Banca di Credito Popolare
- Native name: Banca di Credito Popolare S.C.p.A.
- Company type: Società Cooperativa per Azioni
- Industry: Financial services
- Founded: 19 April 1888
- Headquarters: Palazzo Vallelonga, 92/100 C.so Vittorio Emanuele, Torre del Greco, Italy
- Number of locations: 67 branches (2014)
- Area served: Campania; Cassino & Formia, Lazio;
- Net income: ▲€7,833,940 (2014)
- Total assets: ▼€2,366,331,090 (2014)
- Total equity: ▲€231,836,244 (2014)
- Owner: 5355 individuals and 388 companies
- Capital ratio: 12.90% (CET1)
- Website: Official website (in Italian)

= Banca di Credito Popolare di Torre del Greco =

People's bank in Torre del Greco

Banca di Credito Popolare S.C.p.A. (BCP) is an Italian cooperative bank based in Torre del Greco, in the Metropolitan City of Naples. Most of the clients of the bank are from the same area, in which the bank has 44 branches.

==History==
Società Anonima Cooperativa di Credito Popolare was found on 19 April 1888. The bank absorbed Banca Popolare Cooperativa del Matese in 1968. In 1971 the bank acquired the residual assets of Banca Popolare di Secondigliano.
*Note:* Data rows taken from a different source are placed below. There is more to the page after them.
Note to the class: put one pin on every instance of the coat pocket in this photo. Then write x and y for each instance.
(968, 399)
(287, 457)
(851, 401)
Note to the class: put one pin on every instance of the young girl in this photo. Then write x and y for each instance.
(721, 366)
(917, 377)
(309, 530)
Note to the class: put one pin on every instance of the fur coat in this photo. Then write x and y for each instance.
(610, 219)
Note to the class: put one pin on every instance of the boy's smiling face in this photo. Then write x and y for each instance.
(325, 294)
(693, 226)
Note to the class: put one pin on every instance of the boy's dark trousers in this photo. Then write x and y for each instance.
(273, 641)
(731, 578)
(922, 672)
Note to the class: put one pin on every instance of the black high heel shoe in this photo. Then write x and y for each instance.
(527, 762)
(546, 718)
From 1999 to 2003 the bank absorbed Banca di Credito Cooperativo di Nusco, Partenio and Cervino e Durazzano.

The bank owned a minority interest in ISVEIMER, which was sold to Banco di Napoli in 1993. The bank also sold its 0.116% stake in Istituto Centrale delle Banche Popolari Italiane in 2015.